While the trailer makes Dunkirk seem like a big, old-school, epic war movie, the film itself tells a different story. It’s actually a fairly small, intimate war movie focused on mood and theme rather than plot and character. The atrocity of war is covered with the land, sea, and air fight at Dunkirk, France, where allied retreat from the Nazis was the only option.
Interestingly, and to great effect, the time shifts dramatically from land (a week before the climax), sea (a day before), and air (an hour before) as our nameless heroes due their duty and/or try to survive and escape what is obviously a losing battle. Spoilers, if you will, of one story are in the background of other stories as the perspective shifts. This elaborate puzzle connecting nicely and thematically at the height of the film.
It’s in the final moments, though, where Dunkirk truly wins. Juxtaposing the brutality and humanity of what we have just seen with the spin of British Prime Minister Winston Churchill’s public account, the film, in just a couple minutes, says more about the separation between those who wage wars and those who fight them than most movies on the subject.

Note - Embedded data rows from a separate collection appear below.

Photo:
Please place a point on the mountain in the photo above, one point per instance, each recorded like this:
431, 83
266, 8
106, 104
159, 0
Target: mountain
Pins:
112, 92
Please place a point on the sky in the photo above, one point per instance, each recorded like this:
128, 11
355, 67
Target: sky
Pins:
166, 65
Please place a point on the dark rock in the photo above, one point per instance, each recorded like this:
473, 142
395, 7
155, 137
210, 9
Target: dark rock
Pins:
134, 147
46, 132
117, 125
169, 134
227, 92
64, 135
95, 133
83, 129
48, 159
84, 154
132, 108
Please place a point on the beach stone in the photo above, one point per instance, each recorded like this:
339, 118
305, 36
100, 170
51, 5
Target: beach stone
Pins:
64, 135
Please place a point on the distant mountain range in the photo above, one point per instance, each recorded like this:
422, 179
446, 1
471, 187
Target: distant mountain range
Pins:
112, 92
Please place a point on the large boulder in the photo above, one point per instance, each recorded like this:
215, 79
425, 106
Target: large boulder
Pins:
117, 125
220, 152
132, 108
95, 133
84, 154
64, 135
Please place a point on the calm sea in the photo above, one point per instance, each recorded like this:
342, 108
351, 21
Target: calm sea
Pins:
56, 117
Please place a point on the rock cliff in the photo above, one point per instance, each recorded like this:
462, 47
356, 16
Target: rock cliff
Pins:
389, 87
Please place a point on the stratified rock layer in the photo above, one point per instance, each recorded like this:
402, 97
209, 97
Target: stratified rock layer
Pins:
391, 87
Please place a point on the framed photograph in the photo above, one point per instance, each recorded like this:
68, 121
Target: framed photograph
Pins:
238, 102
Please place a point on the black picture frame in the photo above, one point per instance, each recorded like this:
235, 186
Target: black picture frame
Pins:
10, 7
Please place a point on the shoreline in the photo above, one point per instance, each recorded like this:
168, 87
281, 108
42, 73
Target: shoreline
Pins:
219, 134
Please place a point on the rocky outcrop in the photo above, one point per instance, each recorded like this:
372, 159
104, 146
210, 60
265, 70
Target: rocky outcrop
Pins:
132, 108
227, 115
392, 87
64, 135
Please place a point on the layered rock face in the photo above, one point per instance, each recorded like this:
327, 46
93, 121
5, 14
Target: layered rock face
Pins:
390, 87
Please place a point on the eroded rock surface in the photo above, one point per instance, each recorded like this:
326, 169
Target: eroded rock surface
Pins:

Visually, the film is gorgeous, but that’s to be expected from director Christopher Nolan. The performances are strong and subtle across the board from the well-known faces (Kenneth Branaugh, Tom Hardy, Mark Rylance, Cillian Murphy) to the stunt casting (Harry Styles) to the unknowns (Fionn Whitehead, Barry Keoghan, Tom Glynn-Carney, Jack Lowden). There are no huge plot points or character arcs but that’s essentially the point. And given the barely an hour and a half run time, the movie avoids the bloat that sometimes sinks the epics.
The movie is another worthy entrant in Nolan’s already fairly stellar oeuvre, a fast-paced, loud, beautiful, focused film that is both sweeping in a scale, and uncomfortably intimate.